Le monde du football s’est longtemps demandé si Lionel Messi était véritablement l’enfant chéri de la FIFA. Entre Ballons d’Or contestés et décisions arbitrales discutables, une partie de l’opinion publique a souvent soupçonné l’instance internationale de favoriser le génie argentin. Pourtant, en mars 2017, une affaire vient ébranler cette théorie : Lionel Messi, capitaine de l’Albiceleste, est suspendu quatre matchs par la FIFA pour des propos jugés injurieux envers un arbitre assistant. Retour sur un épisode qui remet en question le mythe d’un Messi intouchable.

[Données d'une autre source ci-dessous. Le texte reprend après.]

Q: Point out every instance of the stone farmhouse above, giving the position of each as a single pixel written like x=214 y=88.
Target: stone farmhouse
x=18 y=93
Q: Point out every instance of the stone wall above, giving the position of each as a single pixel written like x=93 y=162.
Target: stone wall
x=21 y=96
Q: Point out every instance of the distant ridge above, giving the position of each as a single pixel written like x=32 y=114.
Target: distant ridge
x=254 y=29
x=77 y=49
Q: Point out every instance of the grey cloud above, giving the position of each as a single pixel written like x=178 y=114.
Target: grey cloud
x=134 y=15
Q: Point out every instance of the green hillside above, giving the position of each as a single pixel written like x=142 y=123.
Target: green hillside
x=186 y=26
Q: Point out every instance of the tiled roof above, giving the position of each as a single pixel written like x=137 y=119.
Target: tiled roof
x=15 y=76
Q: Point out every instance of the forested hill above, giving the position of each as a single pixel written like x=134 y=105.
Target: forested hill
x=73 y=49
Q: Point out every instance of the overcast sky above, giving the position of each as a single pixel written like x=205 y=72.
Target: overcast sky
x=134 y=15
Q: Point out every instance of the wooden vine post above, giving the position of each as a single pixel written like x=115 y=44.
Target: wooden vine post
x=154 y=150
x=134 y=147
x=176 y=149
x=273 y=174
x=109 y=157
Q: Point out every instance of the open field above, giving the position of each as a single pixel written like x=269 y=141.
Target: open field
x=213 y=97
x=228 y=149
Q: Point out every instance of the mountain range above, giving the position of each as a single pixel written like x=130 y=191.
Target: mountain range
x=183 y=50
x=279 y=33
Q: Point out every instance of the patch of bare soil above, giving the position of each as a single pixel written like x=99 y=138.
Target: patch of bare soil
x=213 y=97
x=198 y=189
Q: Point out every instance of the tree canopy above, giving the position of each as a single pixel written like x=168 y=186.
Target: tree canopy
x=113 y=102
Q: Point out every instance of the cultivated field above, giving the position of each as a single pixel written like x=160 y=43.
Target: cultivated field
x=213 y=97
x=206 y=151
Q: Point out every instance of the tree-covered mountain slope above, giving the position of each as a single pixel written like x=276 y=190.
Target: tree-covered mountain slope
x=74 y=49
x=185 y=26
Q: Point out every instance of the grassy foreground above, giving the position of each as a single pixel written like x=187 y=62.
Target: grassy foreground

Une sanction tombée comme un couperet
Le 23 mars 2017, l’Argentine affrontait le Chili dans un match crucial pour les qualifications à la Coupe du Monde 2018. Le match se termine sur une victoire difficile (1-0) grâce à un penalty de Messi, mais la tension était palpable. À la fin de la rencontre, le capitaine argentin est filmé s’adressant de manière véhémente à un arbitre assistant brésilien, Emerson de Carvalho. Quelques jours plus tard, la FIFA ouvre une enquête disciplinaire… et surprend la planète football : quatre matchs de suspension et une amende de 10 000 francs suisses.
Un traitement de faveur pour Messi ? Pas cette fois.
Ceux qui accusaient la FIFA de favoritisme envers Messi n’en croyaient pas leurs yeux. Comment l’icône du football mondial, vitrine du sport roi, pouvait-elle être aussi lourdement sanctionnée pour une insulte verbale — et ce, sans carton rouge ni avertissement durant le match ? Beaucoup d’observateurs s’attendaient à un simple rappel à l’ordre ou à une amende symbolique. À la place, la FIFA frappe fort.
Ce geste a d’ailleurs été perçu comme une tentative de rétablir une image d’impartialité, dans un contexte où l’organisation cherchait à regagner de la crédibilité après les scandales de corruption de 2015. En sanctionnant Messi, la FIFA envoyait un message clair : personne n’est au-dessus des règles, pas même celui que l’on accuse parfois d’être « son protégé ».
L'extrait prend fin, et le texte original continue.